We continue to believe that a return portfolio consisting of these three elements allows stockholders to choose the return(s) that best meet their personal investment goals. Rather than diversifying into business activities outside our strategic expertise, we prefer to let stockholders diversify on their own using free cash generated by continuing operations. The durability of those cash flows is therefore essential to assessing Virco’s intrinsic value.
We’ve spent the last five years methodically populating categories and price points to reinforce the leading position of our FF&E product assortment. We’ve strengthened our balance sheet to support the financial demands of a highly seasonal business. We’ve extended both our customer and supplier relationships by doing business according to a deeply held set of values that applies to all of our constituents, including competitors. And we’ve added to our operational capabilities by making efficient, targeted investments in domestic infrastructure, which continues to gain cost and performance advantages compared to extended supply chain models.

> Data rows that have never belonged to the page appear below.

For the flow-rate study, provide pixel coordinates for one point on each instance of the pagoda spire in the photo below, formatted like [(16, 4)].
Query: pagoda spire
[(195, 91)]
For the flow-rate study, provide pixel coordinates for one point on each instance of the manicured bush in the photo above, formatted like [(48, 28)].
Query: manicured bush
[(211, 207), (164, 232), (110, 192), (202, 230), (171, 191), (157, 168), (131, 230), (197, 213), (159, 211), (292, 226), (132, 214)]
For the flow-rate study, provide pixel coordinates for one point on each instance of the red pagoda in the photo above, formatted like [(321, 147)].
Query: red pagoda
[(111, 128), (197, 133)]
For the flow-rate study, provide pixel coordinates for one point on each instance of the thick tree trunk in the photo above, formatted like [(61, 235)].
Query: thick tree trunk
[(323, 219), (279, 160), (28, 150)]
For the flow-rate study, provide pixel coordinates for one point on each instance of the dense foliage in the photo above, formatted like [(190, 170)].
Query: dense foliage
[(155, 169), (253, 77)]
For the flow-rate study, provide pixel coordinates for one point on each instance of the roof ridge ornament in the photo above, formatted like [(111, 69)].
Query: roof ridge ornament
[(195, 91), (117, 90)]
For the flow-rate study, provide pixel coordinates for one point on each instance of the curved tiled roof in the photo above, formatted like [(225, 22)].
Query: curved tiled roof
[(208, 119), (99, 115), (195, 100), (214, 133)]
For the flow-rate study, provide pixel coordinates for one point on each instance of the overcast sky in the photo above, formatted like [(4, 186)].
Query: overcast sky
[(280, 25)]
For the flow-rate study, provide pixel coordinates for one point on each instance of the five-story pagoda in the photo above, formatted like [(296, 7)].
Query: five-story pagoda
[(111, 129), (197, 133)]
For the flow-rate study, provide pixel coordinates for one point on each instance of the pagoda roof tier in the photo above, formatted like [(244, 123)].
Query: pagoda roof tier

Collectively, these efforts have built a solid market position that generates durable cash flow. While the market itself may experience ups and downs, our long-term ability to generate cash depends more on market position than market condition. As we continue to add new products and services without reliance on leverage or heavy capital investments, we believe our market position will improve even more.
Our current share price fails to recognize this favorable momentum. For that reason and as part of our program to provide a balanced portfolio of returns, we are considering the implementation of a share repurchase program later this year. In addition, we reiterate our long-term financial goals of 8% – 10% pre-tax operating margin; $15 – $20,000,000 annual operating cash flow; sustained double-digit return on equity; and combined cash dividends and share repurchases of approximately 30% of operating cash flow.
We have long favored a non-leveraged approach to market development. We think that approach is more appropriate now than ever. Regardless of what happens over the short term, America will continue to value the educational process. And by supporting that process with value-added products fabricated and assembled in American factories by American workers, we intend to walk the talk of corporate social responsibility while providing sustainable returns to stockholders. As always, we thank our owners, employees, customers, and partners for helping us realize this vision.